Division is something we struggle with in family and personal relationships. Even if you’ve never experienced a divorce, I’m sure each of you can think of strained relationships in your personal lives. Our closest relationships can get torn apart by things like jealousy and gossip and misunderstandings, by petty disgreements and stubbornness and spiten
And division is something we struggle with in our life together as a community, as a nation, and as a global society. And you don’t need me to tell you that, over the past year and a half of dealing with a global pandemic, we have seen this dividedness go from pretty bad to even worse. It’s not just that we disagree with other people; it’s that we stop seeing the people who disagree with us as people. Especially with the rampant spread of misinformation, it can sometimes feel like some of the people we share this planet with are living in a different version of reality altogether. And it’s all too easy for us to forget that we are all one flesh.

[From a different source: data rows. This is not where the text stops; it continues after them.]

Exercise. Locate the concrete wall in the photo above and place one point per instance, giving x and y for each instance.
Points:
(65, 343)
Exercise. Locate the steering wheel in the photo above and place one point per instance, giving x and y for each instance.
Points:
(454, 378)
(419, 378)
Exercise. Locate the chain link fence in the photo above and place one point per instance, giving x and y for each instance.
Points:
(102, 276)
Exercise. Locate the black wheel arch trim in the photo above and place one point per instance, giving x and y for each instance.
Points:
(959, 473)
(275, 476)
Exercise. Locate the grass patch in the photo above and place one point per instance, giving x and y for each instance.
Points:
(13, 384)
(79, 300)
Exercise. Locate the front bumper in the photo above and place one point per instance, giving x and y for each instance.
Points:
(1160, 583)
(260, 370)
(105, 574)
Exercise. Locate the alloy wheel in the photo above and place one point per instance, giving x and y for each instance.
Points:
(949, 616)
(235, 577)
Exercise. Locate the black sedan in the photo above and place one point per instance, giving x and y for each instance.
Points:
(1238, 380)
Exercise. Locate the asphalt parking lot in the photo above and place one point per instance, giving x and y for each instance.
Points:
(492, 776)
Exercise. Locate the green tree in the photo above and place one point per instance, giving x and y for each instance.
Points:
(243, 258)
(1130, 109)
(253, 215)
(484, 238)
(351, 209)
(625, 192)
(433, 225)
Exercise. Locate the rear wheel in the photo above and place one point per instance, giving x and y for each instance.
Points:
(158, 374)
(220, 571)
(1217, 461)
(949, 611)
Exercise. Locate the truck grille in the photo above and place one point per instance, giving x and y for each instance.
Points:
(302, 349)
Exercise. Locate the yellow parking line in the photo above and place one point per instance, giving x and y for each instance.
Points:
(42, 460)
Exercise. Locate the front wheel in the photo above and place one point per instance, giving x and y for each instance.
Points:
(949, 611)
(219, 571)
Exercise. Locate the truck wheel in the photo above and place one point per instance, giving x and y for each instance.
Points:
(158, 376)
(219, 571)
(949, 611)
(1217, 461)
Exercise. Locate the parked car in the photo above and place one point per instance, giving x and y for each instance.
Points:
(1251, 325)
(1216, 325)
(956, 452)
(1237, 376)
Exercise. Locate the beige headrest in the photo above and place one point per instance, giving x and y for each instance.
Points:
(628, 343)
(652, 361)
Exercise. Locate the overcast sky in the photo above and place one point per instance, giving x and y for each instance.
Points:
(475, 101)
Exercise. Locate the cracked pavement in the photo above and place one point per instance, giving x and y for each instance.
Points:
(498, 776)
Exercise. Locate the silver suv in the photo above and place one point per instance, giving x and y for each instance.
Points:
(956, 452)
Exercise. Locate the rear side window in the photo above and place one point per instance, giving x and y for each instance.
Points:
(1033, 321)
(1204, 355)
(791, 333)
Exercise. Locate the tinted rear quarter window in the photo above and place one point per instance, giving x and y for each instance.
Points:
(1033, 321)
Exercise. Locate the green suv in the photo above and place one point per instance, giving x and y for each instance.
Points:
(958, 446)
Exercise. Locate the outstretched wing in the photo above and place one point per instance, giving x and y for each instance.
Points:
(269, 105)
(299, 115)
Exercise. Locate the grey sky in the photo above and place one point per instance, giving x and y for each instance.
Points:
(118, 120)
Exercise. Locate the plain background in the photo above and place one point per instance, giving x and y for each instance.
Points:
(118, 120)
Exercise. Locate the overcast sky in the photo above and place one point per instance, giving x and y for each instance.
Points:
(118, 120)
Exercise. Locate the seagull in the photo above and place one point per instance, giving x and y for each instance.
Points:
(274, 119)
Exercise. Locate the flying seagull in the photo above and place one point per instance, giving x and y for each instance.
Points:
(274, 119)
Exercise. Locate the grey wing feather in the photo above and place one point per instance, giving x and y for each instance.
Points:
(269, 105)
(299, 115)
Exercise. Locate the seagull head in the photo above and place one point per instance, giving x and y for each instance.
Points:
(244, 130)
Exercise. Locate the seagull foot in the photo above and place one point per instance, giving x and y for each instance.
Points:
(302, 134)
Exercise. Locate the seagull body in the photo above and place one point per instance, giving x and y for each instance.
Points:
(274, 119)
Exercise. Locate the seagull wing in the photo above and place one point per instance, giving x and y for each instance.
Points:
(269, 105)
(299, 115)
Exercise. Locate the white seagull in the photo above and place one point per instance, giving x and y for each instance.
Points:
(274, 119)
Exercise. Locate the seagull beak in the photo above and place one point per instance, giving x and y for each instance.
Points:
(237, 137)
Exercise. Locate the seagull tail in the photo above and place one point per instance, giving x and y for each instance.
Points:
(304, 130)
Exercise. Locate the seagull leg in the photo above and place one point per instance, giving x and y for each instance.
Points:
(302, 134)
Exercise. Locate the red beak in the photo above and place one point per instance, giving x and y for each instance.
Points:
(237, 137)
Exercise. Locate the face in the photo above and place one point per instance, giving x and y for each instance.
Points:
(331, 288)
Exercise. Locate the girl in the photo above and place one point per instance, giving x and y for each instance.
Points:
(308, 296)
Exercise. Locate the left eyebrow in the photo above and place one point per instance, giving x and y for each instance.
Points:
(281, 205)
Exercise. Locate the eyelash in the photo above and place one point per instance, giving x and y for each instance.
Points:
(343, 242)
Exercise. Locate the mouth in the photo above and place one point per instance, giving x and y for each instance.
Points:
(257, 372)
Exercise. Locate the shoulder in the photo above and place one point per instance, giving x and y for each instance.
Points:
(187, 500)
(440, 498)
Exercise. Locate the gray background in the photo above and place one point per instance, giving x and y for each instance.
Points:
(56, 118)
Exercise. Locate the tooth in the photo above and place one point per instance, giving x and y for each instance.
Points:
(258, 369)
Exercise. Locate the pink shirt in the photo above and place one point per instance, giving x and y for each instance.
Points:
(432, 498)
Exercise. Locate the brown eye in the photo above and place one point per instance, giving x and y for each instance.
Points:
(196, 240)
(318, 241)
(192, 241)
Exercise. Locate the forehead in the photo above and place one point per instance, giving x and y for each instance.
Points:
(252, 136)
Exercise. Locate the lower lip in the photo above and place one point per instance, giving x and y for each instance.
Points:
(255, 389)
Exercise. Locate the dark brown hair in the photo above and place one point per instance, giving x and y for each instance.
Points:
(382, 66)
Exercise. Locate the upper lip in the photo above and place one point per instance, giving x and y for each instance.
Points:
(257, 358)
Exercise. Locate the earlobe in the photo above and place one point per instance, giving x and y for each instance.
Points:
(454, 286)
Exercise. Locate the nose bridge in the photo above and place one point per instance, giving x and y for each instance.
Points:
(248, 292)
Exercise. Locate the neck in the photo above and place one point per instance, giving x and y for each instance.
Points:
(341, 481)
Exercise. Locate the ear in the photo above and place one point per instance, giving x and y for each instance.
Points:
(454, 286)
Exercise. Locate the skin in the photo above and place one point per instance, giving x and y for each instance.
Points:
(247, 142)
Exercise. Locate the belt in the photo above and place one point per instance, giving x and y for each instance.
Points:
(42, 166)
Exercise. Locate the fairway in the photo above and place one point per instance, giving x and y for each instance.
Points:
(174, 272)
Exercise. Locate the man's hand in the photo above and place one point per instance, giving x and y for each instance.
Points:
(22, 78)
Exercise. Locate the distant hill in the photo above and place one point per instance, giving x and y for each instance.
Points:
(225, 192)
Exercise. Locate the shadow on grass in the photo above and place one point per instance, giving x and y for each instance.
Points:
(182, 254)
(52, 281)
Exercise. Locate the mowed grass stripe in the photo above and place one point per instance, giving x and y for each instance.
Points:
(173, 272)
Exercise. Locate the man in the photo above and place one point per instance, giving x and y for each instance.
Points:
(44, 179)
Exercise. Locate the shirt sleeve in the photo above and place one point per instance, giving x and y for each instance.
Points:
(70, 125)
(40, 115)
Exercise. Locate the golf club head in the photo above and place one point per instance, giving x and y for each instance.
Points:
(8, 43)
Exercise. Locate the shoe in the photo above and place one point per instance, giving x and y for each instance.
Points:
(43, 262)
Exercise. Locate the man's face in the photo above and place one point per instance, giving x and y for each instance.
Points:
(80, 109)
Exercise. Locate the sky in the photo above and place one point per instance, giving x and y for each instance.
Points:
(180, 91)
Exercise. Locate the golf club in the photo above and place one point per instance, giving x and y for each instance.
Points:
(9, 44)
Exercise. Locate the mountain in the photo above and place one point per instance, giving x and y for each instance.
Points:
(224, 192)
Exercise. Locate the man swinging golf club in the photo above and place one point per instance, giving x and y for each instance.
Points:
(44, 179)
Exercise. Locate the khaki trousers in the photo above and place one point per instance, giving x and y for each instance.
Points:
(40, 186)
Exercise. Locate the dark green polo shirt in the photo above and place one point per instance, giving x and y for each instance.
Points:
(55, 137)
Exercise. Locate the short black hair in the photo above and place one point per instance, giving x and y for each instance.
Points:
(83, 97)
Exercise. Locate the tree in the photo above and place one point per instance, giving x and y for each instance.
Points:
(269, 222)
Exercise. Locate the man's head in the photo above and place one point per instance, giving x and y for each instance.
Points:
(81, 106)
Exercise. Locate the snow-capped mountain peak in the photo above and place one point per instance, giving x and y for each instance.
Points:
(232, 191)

But the good news for us is that God does not forget this. God in Christ is so devoted to relationship with us that he likewise took on flesh and became one flesh with us. In fact, if you keep reading in Hebrews after the passage we read today, the letter continues:
“Since, therefore, the children share flesh and blood, [Christ] himself likewise shared the same things… For it is clear that he did not come to help angels, but the descendants of Abraham. Therefore he had to become like his brothers and sisters in every respect, so that he might be a merciful and faithful high priest in the service of God… Because he himself was tested by what he suffered, he is able to help those who are being tested.”
Hebrews 2:14-18 (abridged)
God responds to our struggle to love one another by loving us all the more. Jesus came as a living, embodied example of human love, so that we might learn from him how to love as God loves. God knows that brokenness and division are a reality of our human lives, but that doesn’t stop God. God will never be divided from us. God has joined us to Godself and to all creation in an unbreakable bond of love – and what God has joined together, no one can separate.